Já sobre a ansiedade, ela disse que “abre um leque de transtornos”. “O que ambas têm em comum é a característica do medo e de uma ansiedade excessiva. Os transtornos de ansiedade podem ser identificados através de um exame bem detalhado dos tipos de situações que são temidas e evitadas. Descobrir o que gera medo e ansiedade nessa pessoa… qual é o conteúdo dos pensamentos ou crenças associadas. Por exemplo, existem vários tipos  de transtorno de ansiedade: mutismo seletivo, fobia específica, transtorno ansioso social, pânico, entre muitos outros transtornos causados pela ansiedade”, completou.     

Saúde mental

A psicanalista Elizabeth da Rocha Miranda falou, em entrevista ao Farol da Bahia, sobre a importância de cuidar da saúde mental durante a pandemia e, além disso, falou sobre os muitos sentimentos e pensamentos que surgem nesse período. 

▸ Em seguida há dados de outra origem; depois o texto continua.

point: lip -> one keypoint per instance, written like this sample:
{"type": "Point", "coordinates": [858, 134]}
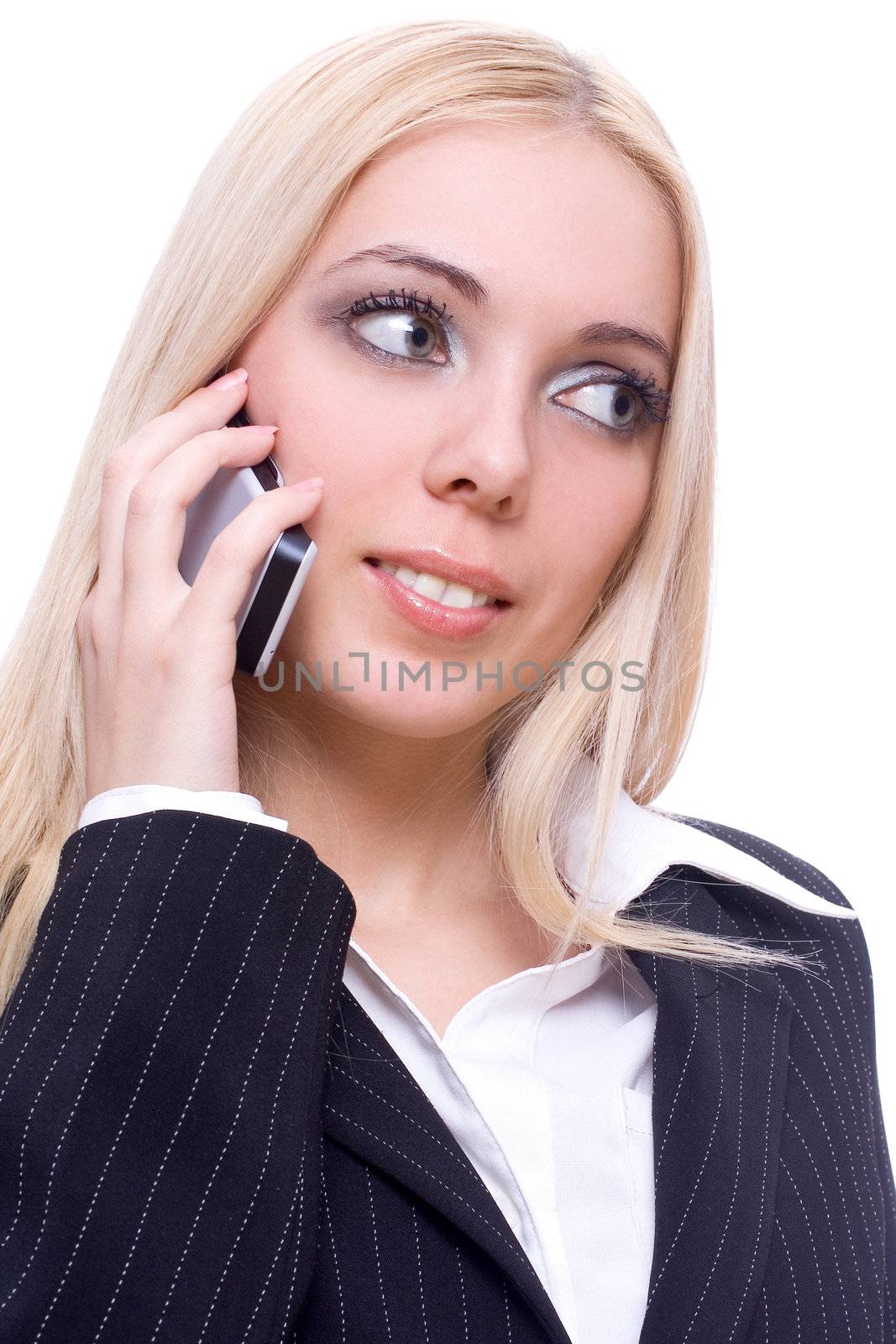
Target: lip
{"type": "Point", "coordinates": [443, 566]}
{"type": "Point", "coordinates": [450, 622]}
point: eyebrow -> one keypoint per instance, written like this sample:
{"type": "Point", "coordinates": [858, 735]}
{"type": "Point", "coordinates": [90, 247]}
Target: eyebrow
{"type": "Point", "coordinates": [476, 293]}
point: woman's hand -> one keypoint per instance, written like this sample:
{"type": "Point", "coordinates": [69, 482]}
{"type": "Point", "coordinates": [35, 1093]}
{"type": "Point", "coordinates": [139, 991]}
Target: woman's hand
{"type": "Point", "coordinates": [157, 655]}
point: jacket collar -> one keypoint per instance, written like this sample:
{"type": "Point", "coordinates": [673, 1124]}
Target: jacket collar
{"type": "Point", "coordinates": [720, 1061]}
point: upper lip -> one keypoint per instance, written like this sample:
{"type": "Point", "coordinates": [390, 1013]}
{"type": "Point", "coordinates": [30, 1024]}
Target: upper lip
{"type": "Point", "coordinates": [443, 566]}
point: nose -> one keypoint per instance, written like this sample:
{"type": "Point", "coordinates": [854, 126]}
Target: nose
{"type": "Point", "coordinates": [485, 463]}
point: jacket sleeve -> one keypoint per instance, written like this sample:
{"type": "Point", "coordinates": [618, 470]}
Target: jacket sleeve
{"type": "Point", "coordinates": [161, 1068]}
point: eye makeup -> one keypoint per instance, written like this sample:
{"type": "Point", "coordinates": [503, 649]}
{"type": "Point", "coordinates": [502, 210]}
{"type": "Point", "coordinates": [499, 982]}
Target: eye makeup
{"type": "Point", "coordinates": [653, 402]}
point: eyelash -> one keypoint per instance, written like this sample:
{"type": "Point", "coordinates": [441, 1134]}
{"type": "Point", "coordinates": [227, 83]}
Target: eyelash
{"type": "Point", "coordinates": [654, 401]}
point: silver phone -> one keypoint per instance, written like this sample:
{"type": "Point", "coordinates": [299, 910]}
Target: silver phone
{"type": "Point", "coordinates": [275, 582]}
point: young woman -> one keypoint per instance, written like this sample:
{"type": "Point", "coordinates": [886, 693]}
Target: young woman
{"type": "Point", "coordinates": [375, 1005]}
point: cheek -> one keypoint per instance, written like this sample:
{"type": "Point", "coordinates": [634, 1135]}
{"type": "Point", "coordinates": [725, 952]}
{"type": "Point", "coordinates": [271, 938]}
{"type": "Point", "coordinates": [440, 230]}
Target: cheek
{"type": "Point", "coordinates": [598, 523]}
{"type": "Point", "coordinates": [328, 429]}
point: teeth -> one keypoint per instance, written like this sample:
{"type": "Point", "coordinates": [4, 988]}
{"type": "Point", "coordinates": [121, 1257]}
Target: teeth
{"type": "Point", "coordinates": [439, 591]}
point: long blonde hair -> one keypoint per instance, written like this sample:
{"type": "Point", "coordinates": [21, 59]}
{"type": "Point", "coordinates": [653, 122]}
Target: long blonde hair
{"type": "Point", "coordinates": [244, 235]}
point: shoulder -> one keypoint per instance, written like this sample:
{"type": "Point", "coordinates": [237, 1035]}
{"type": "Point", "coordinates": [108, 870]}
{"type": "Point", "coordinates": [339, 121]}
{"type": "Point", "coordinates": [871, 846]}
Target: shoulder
{"type": "Point", "coordinates": [790, 866]}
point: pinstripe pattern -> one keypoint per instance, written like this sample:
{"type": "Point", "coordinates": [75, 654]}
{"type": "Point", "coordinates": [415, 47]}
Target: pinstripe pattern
{"type": "Point", "coordinates": [203, 1136]}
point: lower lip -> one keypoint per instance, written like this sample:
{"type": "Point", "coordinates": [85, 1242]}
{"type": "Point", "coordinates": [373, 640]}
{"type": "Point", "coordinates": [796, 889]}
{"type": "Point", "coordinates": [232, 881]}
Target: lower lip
{"type": "Point", "coordinates": [453, 622]}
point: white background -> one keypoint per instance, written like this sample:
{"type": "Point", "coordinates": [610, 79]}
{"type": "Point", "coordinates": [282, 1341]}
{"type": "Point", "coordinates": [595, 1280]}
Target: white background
{"type": "Point", "coordinates": [782, 116]}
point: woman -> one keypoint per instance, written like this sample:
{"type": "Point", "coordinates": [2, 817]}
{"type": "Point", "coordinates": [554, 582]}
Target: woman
{"type": "Point", "coordinates": [345, 1007]}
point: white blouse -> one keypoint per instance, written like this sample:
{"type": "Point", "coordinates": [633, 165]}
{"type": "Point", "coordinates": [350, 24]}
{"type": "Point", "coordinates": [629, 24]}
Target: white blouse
{"type": "Point", "coordinates": [546, 1079]}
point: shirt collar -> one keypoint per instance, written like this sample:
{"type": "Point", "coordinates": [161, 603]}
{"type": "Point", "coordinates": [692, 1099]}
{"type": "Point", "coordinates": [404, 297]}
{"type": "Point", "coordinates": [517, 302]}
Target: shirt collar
{"type": "Point", "coordinates": [644, 842]}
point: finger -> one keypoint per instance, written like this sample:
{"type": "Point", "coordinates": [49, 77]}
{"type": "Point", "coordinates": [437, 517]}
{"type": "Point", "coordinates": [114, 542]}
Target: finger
{"type": "Point", "coordinates": [222, 582]}
{"type": "Point", "coordinates": [156, 510]}
{"type": "Point", "coordinates": [204, 409]}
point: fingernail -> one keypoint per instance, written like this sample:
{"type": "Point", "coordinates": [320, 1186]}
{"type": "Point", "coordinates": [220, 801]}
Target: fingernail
{"type": "Point", "coordinates": [237, 375]}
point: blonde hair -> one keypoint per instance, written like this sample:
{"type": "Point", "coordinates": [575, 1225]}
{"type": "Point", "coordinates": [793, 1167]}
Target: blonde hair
{"type": "Point", "coordinates": [244, 234]}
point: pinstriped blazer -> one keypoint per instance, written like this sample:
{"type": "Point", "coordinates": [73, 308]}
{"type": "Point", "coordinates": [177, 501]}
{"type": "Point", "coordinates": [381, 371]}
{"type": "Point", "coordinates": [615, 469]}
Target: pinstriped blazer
{"type": "Point", "coordinates": [204, 1137]}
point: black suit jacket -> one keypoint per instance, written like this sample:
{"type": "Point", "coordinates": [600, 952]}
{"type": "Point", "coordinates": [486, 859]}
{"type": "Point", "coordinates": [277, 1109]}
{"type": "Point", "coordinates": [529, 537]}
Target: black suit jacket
{"type": "Point", "coordinates": [204, 1137]}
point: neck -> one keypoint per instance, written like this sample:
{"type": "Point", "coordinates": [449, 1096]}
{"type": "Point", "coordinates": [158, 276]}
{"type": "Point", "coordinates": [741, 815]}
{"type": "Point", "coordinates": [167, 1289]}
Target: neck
{"type": "Point", "coordinates": [401, 819]}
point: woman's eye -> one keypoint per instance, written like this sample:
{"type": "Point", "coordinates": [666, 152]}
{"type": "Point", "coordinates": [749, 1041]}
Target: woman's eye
{"type": "Point", "coordinates": [613, 405]}
{"type": "Point", "coordinates": [398, 333]}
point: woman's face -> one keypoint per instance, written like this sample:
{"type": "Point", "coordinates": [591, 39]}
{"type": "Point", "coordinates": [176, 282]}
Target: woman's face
{"type": "Point", "coordinates": [466, 413]}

“O ser humano é gregário nasceu para viver com os semelhantes em bandos . Nossa alegria vem do convívio, precisamos do reconhecimento do outro, da crítica do outro, do afeto do outro, enfim precisamos do outro. A pandemia nos isolou e com isso tirou nossas referências, nossos afetos, nossos projetos que sempre precisam do outro porque nada se faz sozinho. Ademais, vivemos em suspenso porque pouco se sabe sobre o vírus e isso causa angústia”, disse. 

Como enfrentar um inimigo invisível e desconhecido. Não temos um líder que nos ampare ainda que só com palavras . Não temos um líder preocupado com nossas vidas e com a imunização do povo . Estamos à deriva e isso é ameaçador. Por tudo isso, cuidar da saúde mental em plena guerra biológica é fundamental para nossa sobrevivência. Precisamos falar dessa angústia para um profissional para esvaziá-la um pouco, para torná-la suportável”, concluiu.